Iraq : 180.000 personnes ont fui la ville de Hit devant l'avancée de l'EIIL, selon le HCR

14 octobre 2014

Le Haut-Commissariat des Nations Unies pour les réfugiés (HCR) a indiqué mardi que près de 180.000 personnes ont fui la ville de Hit située au centre de l'Iraq, après qu'elle est tombée sous le contrôle de Daech, le nom arabe du groupe extrémiste Etat islamique d'Iraq et du Levant (EIIL), et d'autres groupes armés affiliés ce week-end.

Les habitants de cette ville et ceux qui y avaient trouvé refuge auparavant, ont fui vers Ramadi, Khaldiya, Hadithat, Rawa, Ana, Amiryah Rahaliya et d'autres villes de la province d'Anbar, ainsi que plus loin à Kerbala ou à Bagdad, à environ 180 kilomètres vers l'est. Beaucoup sont hébergés par des proches et des amis, alors que d'autres ont trouvé refuge dans des écoles, des mosquées ou des bâtiments publics.

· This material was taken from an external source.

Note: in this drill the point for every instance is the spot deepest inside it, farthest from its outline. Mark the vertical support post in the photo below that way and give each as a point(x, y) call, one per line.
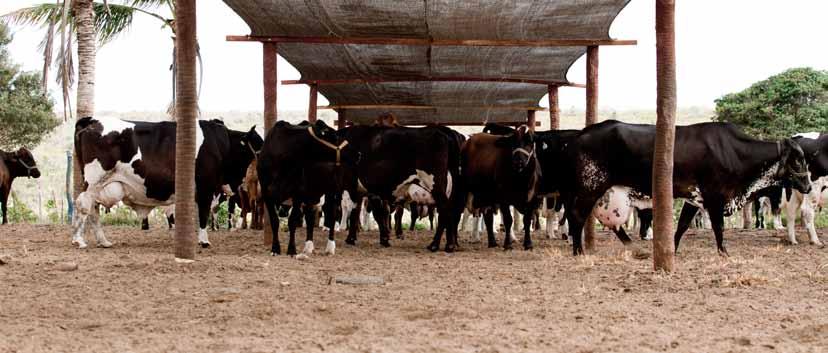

Jusqu'à récemment, la ville de Hit était un havre de paix pour les personnes qui avaient fui de précédentes vagues de violence à Ramadi, Falloujah et d'autres parties de la province d'Anbar. Environ 100.000 personnes déplacées y avaient trouvé refuge.

« L'exode depuis la ville de Hit est la quatrième vague majeure de déplacement de population en moins d'un an en Iraq. Par ailleurs, pour beaucoup des personnes faisant partie de cet exode, c'est la deuxième, la troisième voire la quatrième fois qu'elles doivent fuir depuis janvier », a déclaré une porte-parole du HCR, Melissa Fleming, lors d'une conférence de presse à Genève. « Des dizaines de milliers d'Iraquiens désespérés sont désormais pris dans une vague de déplacements multiples à travers les lignes de front changeantes de ce conflit ».

Les familles déplacées rejoignent une population de 75.000 personnes déplacées qui se trouvent actuellement à Bagdad et dont les principales préoccupations sont le logement, les soins de santé et trouver une source de revenu. Près de 1,8 million d'Iraquiens sont devenus des déplacés internes rien que cette année.

Le HCR envoie des matelas, des jerrycans, des couvertures et d'autres articles de secours aux personnes déplacées à Ramadi, Kerbala, Abou Ghraib et à l'ouest de Bagdad. Cependant, l'accès humanitaire dans de grandes parties de la province d'Anbar demeure extrêmement limité à cause du conflit.

Parallèlement, dans le nord de l'Iraq, un nombre croissant de Kurdes syriens originaires de la ville frontalière assiégée de Kobané cherchent refuge dans la province de Dohouk après avoir traversé la frontière depuis la Turquie. Vendredi dernier, les autorités kurdes iraquiennes ont ouvert le point de passage frontière d'Ibrahim Khalil, près de Zakho, ce qui facilite le voyage pour les personnes se trouvant dans un flux constant et qui, la semaine dernière encore, devaient payer la somme de 250 dollars par personne à des passeurs pour traverser la frontière.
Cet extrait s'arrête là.